* Évangile selon M’dame Jo, épitre de Skype 03.11
Comment se fait-ce donc qu’aller redonner ce soir le concert d’hier à Tarbes ne me fait pas braire plus que ça, ce matin ? Comment c’est possible que je ne sois pas déjà déprimée par l’acoustique abominable-puissance-dix du lieu (dont je sais d’ores et déjà qu’elle va défigurer notre symphonie) et le fait que, centre commercial Leclerc oblige, on va grosso modo jouer entre une promotion sur l’assouplissant, un écran plat en solde et un steak haché surgelé offert pour vingt achetés ?
C’est simple : je suis repue. Repue de plaisir en musique, avec l’impression que j’ai eu pendant le soirée d’hier ma dose de foi en l’art et en son pouvoir de rassemblement et de communion dans l’extase (rien que ça). Bon, je suis un peu super re-pute aussi, parce que les auditeurs croisés à la sortie et au bistrot n’étaient que bonheur et compliments, et puis que les collègues n’ont été qu’éloges sur la section des seconds violons. Et je te raconte pas ce qu’on a dit du tandem de bombes que ma partenaire de pupitre et moi-même formions hier, parce que là, ce sont les chevilles et la tête qui vont exploser d’auto-satisfaction.
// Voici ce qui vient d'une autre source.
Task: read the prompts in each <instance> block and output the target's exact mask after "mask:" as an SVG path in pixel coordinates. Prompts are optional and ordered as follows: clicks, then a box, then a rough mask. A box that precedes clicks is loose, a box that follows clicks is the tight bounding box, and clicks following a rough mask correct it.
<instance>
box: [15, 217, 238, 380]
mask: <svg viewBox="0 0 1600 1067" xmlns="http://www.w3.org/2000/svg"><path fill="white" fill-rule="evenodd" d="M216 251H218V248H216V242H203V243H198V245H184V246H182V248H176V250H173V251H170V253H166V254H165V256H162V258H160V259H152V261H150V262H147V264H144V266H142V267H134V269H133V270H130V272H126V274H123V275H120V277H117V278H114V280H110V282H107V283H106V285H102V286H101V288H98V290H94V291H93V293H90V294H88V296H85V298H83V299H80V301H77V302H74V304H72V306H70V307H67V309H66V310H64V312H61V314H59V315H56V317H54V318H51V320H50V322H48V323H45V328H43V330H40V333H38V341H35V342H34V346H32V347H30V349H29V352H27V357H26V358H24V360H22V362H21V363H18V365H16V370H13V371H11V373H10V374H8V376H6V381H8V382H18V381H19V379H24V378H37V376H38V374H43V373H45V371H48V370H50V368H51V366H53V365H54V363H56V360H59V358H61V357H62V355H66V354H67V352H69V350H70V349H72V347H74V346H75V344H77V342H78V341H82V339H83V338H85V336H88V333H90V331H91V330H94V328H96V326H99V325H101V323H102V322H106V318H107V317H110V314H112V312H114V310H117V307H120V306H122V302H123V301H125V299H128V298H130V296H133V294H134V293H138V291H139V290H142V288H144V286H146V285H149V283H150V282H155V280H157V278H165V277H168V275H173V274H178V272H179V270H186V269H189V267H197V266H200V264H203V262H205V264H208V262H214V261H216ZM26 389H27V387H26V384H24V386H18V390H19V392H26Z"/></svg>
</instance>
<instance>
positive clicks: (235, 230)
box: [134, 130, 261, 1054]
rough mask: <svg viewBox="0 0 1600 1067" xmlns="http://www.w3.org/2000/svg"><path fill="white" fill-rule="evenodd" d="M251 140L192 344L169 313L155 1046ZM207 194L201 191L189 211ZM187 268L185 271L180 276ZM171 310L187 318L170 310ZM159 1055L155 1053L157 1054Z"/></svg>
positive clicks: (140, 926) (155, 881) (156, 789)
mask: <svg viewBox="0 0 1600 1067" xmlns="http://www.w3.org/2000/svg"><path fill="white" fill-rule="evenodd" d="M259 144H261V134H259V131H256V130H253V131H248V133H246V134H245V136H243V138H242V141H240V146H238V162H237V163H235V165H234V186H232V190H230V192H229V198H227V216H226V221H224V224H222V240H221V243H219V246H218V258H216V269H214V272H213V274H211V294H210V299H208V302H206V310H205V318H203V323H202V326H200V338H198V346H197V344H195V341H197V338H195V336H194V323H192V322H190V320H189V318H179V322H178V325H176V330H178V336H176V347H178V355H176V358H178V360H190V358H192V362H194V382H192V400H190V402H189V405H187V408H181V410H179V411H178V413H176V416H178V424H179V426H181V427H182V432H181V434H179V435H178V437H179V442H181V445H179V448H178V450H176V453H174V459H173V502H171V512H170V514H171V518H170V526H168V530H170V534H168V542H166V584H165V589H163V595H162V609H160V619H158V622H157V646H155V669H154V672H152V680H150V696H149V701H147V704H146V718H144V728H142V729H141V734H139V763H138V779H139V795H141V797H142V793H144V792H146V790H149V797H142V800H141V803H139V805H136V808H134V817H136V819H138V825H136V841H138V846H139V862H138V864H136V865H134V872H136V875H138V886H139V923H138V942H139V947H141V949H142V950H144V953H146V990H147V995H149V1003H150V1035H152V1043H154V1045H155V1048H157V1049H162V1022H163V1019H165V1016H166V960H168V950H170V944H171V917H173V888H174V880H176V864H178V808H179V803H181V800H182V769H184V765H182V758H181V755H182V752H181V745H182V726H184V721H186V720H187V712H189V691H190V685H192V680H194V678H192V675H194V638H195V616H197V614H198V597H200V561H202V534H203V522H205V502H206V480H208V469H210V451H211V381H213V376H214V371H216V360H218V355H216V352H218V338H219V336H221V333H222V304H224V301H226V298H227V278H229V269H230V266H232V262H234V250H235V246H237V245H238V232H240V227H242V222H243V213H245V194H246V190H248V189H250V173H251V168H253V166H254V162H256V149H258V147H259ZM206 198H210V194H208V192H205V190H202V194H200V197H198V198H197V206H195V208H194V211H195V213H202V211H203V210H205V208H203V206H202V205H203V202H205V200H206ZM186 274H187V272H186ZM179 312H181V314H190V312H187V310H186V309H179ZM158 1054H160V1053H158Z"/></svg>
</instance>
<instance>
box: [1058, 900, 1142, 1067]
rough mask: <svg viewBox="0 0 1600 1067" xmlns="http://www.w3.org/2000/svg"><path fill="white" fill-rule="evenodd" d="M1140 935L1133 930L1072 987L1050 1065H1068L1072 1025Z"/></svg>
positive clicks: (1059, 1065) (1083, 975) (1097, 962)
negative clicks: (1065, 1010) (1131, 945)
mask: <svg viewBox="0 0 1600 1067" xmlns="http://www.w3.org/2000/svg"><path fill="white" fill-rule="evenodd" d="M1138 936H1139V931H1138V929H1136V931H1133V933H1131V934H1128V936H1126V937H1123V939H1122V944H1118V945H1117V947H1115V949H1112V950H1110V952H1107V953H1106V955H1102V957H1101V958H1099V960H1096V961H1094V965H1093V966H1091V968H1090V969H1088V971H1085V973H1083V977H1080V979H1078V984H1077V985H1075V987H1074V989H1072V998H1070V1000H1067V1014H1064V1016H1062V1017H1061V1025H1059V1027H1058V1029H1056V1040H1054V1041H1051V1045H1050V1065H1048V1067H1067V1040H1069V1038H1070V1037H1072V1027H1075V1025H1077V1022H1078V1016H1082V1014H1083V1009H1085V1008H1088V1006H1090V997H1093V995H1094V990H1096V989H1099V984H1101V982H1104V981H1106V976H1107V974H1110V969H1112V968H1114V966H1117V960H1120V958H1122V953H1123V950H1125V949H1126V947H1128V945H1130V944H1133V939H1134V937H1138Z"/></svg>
Bref, mon ego collectif et son copain individuel pètent la forme. Et je suis intimement persuadée que tout ça, c’est grâce aux spaghetti d’hier midi. Amen.
Amen.
Le parmesan soit avec toi, ma sœur.
Je en connaissais pas le miracle par les pâtes, bien envie d’expérimenter
C’est génial, ça marche à tous les coups (mais il faut avoir la foi, un peu
)
Ouh, je me sens proche de la canonisation.
J’ai écrit au pape, hein. Prépare-toi.